When combining chemotherapy with checkpoint inhibitors, preclinical research has shown more benefit when the chemotherapy is delivered directly to the tumor, Lim noted, with an increase both in tumor-infiltrating lymphocytes and peripheral blood lymphocytes compared with systemic delivery.

“Combining modalities may help get better response rates, and that is important since currently, response rate averages range from 20% to 30%,” said Lim.

Toxicities from checkpoint inhibitors can include colitis, hypophysitis, pancreatitis, nephritis, dermatitis, and pneumonitis, with most toxicities time dependent, and liver toxicity and hypophysitis most likely to be of longest duration.

Improved biomarkers and reduced toxicity are needed to spur continued progress with checkpoint inhibitors and monitor efficacy during treatment, said Lim.

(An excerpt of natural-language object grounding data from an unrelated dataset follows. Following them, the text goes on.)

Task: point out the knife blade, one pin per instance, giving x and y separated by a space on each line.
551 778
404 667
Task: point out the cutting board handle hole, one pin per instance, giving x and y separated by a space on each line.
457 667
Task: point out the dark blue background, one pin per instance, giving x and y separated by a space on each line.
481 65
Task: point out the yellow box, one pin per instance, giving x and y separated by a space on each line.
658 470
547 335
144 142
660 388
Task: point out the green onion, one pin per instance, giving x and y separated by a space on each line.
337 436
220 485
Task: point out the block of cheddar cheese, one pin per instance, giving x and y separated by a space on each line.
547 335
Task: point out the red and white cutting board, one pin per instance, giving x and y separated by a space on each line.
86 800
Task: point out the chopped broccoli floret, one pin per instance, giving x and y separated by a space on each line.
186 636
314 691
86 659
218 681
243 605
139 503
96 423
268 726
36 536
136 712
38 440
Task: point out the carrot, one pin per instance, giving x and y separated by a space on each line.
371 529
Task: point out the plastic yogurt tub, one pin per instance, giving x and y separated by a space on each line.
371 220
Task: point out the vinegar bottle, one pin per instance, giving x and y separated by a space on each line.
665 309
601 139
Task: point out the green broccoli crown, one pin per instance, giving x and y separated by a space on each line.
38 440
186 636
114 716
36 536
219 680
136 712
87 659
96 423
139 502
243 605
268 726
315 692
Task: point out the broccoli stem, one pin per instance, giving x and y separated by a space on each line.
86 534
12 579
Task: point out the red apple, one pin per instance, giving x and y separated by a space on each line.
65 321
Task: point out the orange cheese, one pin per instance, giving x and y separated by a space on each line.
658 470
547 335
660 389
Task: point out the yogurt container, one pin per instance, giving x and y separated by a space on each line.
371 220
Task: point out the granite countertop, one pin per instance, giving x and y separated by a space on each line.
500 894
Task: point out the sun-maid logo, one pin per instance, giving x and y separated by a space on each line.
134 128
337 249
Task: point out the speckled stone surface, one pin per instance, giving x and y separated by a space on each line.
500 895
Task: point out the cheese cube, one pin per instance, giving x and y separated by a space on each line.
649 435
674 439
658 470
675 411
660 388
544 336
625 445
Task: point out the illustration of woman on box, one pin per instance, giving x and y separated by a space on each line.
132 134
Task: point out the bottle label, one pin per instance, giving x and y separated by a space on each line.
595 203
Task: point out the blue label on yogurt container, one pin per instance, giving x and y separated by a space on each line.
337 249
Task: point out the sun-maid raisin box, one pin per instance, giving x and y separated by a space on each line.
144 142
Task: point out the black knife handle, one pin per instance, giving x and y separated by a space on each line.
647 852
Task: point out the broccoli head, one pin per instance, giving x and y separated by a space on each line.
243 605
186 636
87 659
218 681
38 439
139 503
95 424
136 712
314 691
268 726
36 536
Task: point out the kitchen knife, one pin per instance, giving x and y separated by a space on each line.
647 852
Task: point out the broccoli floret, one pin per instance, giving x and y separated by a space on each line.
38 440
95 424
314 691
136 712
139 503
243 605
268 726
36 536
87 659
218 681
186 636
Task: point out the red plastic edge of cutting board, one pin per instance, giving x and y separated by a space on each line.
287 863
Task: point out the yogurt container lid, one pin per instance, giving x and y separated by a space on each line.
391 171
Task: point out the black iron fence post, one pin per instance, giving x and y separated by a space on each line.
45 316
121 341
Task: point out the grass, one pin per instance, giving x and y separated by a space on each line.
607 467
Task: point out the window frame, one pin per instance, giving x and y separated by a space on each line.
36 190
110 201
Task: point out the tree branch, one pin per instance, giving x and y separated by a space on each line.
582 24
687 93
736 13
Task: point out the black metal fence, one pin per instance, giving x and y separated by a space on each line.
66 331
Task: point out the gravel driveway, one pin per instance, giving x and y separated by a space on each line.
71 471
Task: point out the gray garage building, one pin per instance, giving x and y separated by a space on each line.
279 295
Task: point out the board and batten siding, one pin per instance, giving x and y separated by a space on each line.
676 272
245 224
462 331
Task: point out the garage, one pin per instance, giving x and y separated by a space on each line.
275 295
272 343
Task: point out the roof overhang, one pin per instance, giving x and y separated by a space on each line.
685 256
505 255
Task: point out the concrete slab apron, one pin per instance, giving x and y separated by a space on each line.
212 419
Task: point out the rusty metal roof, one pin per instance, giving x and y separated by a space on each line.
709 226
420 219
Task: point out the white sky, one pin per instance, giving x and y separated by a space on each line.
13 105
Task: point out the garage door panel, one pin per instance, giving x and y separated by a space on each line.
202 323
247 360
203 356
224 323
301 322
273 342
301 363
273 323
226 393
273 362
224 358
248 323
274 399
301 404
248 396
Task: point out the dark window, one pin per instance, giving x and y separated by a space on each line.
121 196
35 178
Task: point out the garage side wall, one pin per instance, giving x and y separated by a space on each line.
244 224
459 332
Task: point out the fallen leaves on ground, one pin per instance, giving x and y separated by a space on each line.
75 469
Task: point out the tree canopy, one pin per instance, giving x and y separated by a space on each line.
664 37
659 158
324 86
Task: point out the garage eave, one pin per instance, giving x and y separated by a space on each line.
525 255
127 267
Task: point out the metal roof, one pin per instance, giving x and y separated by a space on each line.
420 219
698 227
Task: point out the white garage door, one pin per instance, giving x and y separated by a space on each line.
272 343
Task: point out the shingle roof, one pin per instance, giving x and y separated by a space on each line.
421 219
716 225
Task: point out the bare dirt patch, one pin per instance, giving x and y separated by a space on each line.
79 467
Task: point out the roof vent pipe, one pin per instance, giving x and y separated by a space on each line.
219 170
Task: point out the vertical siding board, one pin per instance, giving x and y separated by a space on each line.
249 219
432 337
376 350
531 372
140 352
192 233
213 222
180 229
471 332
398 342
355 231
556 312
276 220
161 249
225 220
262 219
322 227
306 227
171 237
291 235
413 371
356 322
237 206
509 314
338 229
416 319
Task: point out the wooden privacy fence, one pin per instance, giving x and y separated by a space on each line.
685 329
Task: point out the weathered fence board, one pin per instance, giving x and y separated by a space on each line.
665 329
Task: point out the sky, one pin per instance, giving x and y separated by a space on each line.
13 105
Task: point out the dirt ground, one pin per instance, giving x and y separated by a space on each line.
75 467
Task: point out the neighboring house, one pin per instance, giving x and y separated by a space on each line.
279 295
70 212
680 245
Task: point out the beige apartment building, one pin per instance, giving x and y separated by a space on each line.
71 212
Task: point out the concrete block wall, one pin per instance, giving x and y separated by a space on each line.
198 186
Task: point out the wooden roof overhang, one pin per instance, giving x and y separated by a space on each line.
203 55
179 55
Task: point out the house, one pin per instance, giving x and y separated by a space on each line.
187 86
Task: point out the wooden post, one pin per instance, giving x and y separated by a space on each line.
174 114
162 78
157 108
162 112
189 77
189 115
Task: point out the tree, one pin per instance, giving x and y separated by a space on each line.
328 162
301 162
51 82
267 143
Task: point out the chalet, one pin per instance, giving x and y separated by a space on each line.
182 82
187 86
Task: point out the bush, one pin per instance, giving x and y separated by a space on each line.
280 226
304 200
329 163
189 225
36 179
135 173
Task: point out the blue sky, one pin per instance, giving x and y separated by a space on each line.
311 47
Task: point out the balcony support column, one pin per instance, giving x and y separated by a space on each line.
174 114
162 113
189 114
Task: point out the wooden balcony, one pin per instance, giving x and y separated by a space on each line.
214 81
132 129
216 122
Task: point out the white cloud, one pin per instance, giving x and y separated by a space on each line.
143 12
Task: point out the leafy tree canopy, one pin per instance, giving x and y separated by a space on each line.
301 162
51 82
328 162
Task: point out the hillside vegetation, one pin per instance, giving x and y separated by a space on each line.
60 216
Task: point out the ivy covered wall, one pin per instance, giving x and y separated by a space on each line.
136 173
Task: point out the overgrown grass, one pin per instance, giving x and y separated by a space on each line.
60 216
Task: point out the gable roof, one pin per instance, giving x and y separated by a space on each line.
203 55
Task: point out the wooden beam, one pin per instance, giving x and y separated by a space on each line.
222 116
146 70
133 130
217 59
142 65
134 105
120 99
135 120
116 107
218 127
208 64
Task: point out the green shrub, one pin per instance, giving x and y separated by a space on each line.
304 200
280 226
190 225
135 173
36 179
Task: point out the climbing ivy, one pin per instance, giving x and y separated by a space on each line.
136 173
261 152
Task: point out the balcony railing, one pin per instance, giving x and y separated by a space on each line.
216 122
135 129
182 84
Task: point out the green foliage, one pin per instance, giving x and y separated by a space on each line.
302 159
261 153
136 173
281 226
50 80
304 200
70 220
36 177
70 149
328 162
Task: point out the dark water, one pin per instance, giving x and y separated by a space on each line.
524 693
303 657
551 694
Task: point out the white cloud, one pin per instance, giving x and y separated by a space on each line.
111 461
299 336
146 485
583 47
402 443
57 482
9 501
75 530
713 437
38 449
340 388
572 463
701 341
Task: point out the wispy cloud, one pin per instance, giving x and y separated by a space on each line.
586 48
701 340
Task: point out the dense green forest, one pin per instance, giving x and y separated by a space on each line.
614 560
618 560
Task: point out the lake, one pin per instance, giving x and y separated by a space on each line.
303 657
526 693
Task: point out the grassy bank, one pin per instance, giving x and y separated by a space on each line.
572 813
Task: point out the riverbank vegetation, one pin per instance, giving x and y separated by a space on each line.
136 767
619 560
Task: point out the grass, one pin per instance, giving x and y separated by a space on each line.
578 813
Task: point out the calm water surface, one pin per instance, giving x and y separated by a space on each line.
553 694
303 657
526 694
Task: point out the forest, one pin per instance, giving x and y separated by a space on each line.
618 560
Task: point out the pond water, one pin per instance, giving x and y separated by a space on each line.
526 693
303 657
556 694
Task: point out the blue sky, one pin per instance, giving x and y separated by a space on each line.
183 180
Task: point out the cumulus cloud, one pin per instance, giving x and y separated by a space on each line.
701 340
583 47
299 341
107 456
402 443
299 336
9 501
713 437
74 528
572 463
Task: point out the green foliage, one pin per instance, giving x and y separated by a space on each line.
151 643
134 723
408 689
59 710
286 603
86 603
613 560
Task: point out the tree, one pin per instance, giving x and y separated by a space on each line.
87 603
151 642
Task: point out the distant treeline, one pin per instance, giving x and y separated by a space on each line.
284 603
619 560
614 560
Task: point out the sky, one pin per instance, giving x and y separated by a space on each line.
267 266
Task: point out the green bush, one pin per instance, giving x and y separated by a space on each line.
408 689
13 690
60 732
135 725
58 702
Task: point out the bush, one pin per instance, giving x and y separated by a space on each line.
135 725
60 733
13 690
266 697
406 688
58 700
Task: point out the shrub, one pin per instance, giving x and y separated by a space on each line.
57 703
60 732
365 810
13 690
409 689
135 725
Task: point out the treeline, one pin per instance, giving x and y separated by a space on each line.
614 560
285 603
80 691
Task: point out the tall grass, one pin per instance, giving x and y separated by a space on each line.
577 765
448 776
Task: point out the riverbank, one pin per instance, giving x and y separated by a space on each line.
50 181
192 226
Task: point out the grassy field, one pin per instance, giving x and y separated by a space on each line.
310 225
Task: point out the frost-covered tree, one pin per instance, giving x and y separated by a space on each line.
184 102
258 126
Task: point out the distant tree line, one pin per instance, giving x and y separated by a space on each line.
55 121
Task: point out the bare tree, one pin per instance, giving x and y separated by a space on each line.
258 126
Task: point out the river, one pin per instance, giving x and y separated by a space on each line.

Quantification of checkpoint molecules is one approach toward that goal, but may not work as well with this immunotherapy as with other designs.

Other methods might include gauging immune cell populations and/or activation, assaying cells for genetic mutations for known drivers or overall mutation burden, and quantifying circulating tumor cell DNA or T-cell repertoires.

“Immune checkpoint blockade therapies have been approved in other solid tumors because they have shown substantial benefits to patients with those cancers,” Lim said. “There are good reasons to suggest we may see this new approach provide meaningful benefits for patients with CNS tumors, as well.

References:

  1. Curry WT, Lim M. Immunomodulation: checkpoint blockade etc. Neuro Oncol. 2015;17(suppl 7):vii26-vii31.
  2. NIH Clinical Trials Registry. www.ClinicalTrials.gov. Identifier: NCT02017717.
  3. NIH Clinical Trials Registry. www.ClinicalTrials.gov. Identifier: NCT02337491.
  4. NIH Clinical Trials Registry. www.ClinicalTrials.gov. Identifier: NCT02336165.